The first thing she noticed was the noise and the hubbub of sounds. The public address announcer calling out arrivals and departures. There were pagers, and walkie-talkies,
and cell phones. You could hear horns honking, machines clinking out change, and babies crying. And there were voices from EVERYWHERE.
A security guard was yelling at a man about to enter a forbidden area. Three women were standing by a bench arguing with one another, and the man in line in front of her was agitated and pacing around.
BUT then, she heard something that caught her attention. She heard someone singing.
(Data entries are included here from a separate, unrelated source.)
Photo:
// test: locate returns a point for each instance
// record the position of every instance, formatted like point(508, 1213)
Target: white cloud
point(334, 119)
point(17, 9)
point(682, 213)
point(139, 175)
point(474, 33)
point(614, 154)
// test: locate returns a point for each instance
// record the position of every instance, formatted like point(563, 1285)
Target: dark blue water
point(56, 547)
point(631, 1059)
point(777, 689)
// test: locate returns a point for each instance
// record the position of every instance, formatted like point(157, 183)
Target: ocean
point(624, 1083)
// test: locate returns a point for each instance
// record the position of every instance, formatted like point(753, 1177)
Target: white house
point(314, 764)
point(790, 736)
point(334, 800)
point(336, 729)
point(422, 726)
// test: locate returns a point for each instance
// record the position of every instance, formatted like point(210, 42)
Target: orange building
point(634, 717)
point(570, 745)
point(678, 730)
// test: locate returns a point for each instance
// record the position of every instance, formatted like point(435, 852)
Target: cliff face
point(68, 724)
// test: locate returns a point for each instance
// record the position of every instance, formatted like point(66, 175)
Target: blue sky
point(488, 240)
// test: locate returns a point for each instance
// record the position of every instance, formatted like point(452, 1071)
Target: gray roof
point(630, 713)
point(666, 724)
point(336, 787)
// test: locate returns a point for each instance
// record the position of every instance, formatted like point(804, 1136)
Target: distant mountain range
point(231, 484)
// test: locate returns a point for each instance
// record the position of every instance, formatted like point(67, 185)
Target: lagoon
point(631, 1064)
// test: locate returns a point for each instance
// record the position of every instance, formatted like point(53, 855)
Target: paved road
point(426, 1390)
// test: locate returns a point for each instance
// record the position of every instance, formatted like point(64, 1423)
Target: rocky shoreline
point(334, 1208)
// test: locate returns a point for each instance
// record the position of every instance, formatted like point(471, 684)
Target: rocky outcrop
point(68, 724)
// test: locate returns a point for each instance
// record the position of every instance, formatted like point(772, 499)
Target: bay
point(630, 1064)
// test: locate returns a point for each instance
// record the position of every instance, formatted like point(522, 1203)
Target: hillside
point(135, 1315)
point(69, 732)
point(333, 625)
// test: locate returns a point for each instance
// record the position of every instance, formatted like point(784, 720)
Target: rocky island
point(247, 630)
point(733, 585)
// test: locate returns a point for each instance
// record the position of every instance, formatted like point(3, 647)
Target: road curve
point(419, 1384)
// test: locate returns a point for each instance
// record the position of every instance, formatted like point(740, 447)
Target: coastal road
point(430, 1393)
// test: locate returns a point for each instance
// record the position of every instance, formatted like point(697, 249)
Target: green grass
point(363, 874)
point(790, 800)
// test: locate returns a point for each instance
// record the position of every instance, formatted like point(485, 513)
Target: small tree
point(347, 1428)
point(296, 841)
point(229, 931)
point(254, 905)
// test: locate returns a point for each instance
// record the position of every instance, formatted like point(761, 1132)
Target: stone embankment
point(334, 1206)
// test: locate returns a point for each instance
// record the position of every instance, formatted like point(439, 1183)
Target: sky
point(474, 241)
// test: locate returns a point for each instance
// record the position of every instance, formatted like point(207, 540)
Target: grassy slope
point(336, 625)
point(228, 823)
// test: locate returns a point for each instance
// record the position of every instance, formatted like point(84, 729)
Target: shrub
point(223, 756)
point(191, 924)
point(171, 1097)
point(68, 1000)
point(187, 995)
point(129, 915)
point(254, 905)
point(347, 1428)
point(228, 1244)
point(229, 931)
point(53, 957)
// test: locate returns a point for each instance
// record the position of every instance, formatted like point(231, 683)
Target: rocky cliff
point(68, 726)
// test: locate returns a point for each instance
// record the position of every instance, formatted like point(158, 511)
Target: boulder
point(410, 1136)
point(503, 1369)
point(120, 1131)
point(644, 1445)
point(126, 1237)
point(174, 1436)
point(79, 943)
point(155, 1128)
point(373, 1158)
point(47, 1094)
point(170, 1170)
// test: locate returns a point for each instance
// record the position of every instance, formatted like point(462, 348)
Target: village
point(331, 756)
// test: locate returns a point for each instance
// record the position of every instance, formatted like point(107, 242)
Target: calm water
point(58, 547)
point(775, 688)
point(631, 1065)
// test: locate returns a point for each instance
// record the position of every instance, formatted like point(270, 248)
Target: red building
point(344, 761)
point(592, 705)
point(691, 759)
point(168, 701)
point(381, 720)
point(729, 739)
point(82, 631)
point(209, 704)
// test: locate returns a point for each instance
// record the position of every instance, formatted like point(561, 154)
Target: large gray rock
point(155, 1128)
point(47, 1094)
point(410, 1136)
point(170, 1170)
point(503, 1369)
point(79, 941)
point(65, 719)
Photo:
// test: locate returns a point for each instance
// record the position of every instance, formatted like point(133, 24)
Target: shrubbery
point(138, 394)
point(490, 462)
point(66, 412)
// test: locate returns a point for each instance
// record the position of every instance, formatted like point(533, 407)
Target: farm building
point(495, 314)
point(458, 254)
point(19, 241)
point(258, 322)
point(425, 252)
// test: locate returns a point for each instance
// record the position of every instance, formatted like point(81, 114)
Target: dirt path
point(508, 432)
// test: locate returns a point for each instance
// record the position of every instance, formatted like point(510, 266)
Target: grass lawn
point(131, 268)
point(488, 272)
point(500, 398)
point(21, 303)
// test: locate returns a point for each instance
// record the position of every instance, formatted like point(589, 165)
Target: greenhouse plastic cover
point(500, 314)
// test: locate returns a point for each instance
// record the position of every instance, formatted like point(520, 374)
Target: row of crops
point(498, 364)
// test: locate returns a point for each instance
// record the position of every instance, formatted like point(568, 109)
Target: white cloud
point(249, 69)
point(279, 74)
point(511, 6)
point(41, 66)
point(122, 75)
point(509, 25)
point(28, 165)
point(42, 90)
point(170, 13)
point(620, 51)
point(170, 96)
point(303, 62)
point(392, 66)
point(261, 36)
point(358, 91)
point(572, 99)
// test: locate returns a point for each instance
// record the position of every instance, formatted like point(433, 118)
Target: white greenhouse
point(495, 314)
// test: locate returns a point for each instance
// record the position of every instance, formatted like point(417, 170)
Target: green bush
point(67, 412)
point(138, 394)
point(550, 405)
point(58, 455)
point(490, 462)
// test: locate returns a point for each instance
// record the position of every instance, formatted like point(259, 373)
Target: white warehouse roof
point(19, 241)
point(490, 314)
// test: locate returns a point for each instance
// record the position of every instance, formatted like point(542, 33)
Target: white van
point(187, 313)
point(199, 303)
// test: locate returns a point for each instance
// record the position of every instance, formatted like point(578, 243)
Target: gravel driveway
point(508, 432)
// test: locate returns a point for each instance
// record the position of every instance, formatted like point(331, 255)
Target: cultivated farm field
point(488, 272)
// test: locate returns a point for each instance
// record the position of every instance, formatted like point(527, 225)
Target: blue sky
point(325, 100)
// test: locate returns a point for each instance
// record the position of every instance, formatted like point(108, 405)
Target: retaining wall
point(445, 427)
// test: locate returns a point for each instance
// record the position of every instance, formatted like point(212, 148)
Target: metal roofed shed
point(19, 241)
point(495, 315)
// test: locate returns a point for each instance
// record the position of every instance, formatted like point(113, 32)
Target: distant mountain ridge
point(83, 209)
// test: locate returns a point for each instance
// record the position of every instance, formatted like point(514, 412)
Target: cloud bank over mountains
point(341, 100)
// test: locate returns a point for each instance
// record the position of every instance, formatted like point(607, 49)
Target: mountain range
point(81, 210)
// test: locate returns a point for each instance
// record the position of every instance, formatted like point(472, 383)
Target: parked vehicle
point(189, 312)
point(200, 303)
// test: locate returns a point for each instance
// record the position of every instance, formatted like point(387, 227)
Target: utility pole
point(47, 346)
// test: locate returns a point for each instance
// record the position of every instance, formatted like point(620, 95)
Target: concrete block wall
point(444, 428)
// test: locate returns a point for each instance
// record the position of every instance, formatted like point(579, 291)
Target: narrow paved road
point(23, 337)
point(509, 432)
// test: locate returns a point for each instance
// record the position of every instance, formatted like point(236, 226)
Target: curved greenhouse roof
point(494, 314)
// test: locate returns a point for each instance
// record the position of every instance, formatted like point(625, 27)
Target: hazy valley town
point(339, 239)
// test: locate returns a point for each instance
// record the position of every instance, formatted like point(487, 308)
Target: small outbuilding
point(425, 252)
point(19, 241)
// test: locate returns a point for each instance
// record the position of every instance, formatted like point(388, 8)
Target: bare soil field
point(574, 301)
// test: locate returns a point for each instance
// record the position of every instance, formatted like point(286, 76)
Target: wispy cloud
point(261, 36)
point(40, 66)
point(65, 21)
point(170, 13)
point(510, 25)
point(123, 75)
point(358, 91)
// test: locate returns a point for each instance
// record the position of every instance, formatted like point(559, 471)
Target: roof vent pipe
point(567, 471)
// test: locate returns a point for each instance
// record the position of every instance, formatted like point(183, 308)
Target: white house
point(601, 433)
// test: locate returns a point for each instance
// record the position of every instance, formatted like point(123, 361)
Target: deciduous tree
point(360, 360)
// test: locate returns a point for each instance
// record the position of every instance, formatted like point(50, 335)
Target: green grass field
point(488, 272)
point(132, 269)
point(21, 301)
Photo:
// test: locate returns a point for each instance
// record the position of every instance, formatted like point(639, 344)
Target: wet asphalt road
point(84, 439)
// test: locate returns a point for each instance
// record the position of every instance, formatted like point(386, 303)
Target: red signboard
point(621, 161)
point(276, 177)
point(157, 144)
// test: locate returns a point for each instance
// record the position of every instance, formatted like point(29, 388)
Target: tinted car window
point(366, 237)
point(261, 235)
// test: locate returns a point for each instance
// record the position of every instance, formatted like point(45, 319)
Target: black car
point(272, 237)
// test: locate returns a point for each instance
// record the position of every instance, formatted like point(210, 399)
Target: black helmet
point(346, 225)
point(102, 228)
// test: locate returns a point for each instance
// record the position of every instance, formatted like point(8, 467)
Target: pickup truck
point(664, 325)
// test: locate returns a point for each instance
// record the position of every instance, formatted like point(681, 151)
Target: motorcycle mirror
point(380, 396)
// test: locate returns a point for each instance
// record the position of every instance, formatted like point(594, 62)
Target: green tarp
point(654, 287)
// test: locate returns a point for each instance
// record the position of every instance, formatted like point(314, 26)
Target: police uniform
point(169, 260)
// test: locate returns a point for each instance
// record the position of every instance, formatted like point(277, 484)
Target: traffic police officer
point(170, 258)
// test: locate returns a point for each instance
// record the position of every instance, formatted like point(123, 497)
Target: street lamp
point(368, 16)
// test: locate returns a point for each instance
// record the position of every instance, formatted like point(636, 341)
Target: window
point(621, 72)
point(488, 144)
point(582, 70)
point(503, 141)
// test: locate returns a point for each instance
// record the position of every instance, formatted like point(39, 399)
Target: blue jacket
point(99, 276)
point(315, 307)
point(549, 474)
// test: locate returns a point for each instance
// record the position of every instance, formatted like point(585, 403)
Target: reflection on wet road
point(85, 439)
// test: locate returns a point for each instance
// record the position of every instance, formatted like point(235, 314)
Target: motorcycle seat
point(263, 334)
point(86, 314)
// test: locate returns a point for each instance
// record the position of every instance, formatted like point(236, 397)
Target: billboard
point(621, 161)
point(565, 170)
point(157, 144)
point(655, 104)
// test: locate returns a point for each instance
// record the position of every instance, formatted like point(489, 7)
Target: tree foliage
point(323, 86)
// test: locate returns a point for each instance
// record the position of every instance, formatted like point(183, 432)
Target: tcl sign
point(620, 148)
(Singing softly) "What a friend we have in Jesus,
All our sins and griefs to bear;
What a privilege to carry
Everything to God in prayer."
And slowly but surely a change came over the crowd. The noise began to subside as you could hear:
"O what peace we often forfeit,
O what needless pain we bear,
All because we do not carry
Everything to God in prayer."
Mathis noted that the quarreling women quit yelling and quietly took their seats. People began to noticeably relax. And as the lone voice sang the remaining verses of the 150 year old hymn Mathis realized she was singing along now. So were the three women who had been bickering. And so were several others.
The man in front of Mathis said: "Nice, huh? I don't even believe in Jesus, but that's nice."
Just the knowledge that you could have a friend in Jesus has an impact on people. You see, you can talk all you like about how nice a church building you have, or how pleasant a congregation this is, or how handsome your preacher is... but in the end, the only thing that matters is that people come to realize that you truly believe in this one concept: you have a friend in Jesus.